I was helping my son make a Father’s Day present this past weekend, printing out images of him and his dad playing baseball. My first instinct was to send them to Costco for printing, but it was 105 degrees outside, so I decided to see what kind of results I could get in the comfort of my air-conditioned home from my simple desktop inkjet photo printer (Canon Pixma iP4300, retail value $99) and Lightroom’s Print module.
To avoid having to venture out in blazing heat, I decided to use some nice matte finish stock I’d purchased from my friendly neighborhood camera store’s Epson-laden shelves. Why wouldn’t that work as well as anything? I mean Epson is a reputable company that makes good paper, right? How different can paper be? And the only Canon paper my neighborhood vendor had was a high gloss number that was just too, well, shiny.
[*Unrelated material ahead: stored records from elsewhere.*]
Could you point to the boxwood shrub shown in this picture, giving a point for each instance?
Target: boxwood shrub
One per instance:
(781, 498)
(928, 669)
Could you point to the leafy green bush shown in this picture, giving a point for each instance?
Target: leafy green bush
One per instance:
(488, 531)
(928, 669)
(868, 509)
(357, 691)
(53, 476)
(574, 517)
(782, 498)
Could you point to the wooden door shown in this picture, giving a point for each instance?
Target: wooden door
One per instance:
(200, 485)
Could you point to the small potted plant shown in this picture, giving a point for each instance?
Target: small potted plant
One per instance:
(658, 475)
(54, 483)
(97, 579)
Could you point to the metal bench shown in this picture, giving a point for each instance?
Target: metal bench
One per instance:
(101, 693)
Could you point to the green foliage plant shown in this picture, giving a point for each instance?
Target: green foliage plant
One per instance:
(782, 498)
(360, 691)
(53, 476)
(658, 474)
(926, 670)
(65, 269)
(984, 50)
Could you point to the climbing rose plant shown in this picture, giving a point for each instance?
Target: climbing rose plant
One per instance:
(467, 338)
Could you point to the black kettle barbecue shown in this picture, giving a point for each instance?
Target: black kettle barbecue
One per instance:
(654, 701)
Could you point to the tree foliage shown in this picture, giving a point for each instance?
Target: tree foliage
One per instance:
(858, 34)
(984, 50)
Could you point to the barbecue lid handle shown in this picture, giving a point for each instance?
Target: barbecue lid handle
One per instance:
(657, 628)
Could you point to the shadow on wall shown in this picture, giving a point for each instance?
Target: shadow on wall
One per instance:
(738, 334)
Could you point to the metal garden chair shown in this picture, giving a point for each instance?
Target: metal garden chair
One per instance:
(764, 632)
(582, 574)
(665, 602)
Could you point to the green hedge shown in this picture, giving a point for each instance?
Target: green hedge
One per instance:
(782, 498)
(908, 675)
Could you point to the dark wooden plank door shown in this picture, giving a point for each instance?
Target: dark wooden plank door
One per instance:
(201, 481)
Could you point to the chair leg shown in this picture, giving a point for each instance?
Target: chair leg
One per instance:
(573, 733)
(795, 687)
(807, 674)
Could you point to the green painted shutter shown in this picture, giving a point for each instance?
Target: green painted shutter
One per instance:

Rookie mistake. The experienced photographers out there are shaking their heads at the obvious flaw in my plan. The rub is that the only ICC profiles that Lightroom’s Color Management pane has for my Canon printer were for specific (Canon) papers. Some part of my brain was convinced I’d be able to guess at the equivalent paper, but with all the variables, how much paper, ink, time and CMH (Color Management Headache) are you going to risk? Answer from my photographer friend was, “Just. Um. No.”
So I braved the heat, walked back over to my friendly neighborhood Epson paper-loving store, bought the one Canon paper they had, set the right profile in Lightroom, and ended up with truly frameable (albeit glossy) prints that had my son beaming on Sunday morning when he presented his dad with the final product.